A single model can make you feel precise and still leave you exposed.
In Auster, the most reliable workflow is not one tool. It is a sequence: forecast range, event risk, Black Scholes check, then Monte Carlo distribution. This is how I turn those four views into one decision table I can actually trade.
1) Forecast sets the map
I begin in Forecast and write down the expected move and range for my holding period. Then I pin my own strike breakpoints against that map.
- Which price region is most probable by expiry
- Which region causes my largest convex loss
- Where I need price to hold for the thesis to stay valid
2) Events test the path, not just the destination
Event risk changes path behavior even when the final destination stays similar. I check scheduled catalysts inside my window:
- Earnings releases
- Macro prints like CPI, NFP, FOMC
- Sector leaders that can move correlated names
Correlation spillover is where many short-dated positions break. Your name does not need to report for your book to get repriced.

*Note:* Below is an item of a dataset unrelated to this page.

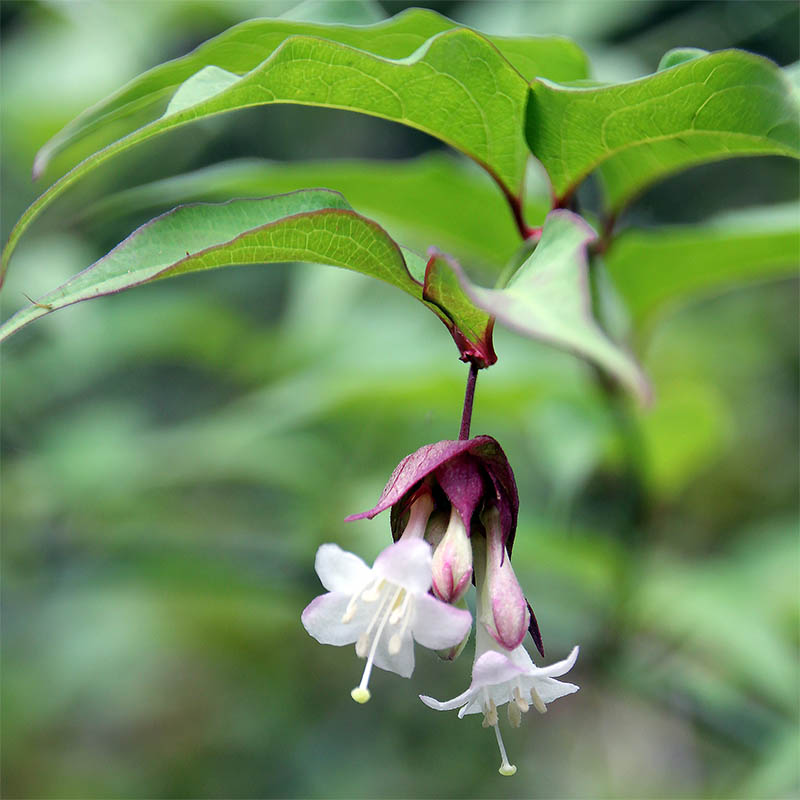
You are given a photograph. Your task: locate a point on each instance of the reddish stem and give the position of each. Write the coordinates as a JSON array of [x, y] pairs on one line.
[[469, 398]]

3) Black Scholes is the pricing sanity layer
I use the Black Scholes output in Auster as a consistency check. If model value and live mark diverge materially, I treat that as a prompt to verify assumptions before execution.
4) Monte Carlo reveals shape of risk
Monte Carlo is where the truth usually gets uncomfortable. I focus on three outputs:
- Probability the position improves from current mark
- P25/P50/P75 portfolio outcomes
- Tail concentration near max-loss zones
Many trades that look attractive in headline expected value are still bad trades when downside is too concentrated in realistic paths.
5) Convert analysis into actions
Before I place a trade, I write three rules:
- Hold rule: condition that keeps the position intact
- Adjust rule: condition for rolling, hedging, or resizing
- Exit rule: condition that closes the trade without negotiation
That keeps the workflow quantitative under pressure, not emotional under pressure.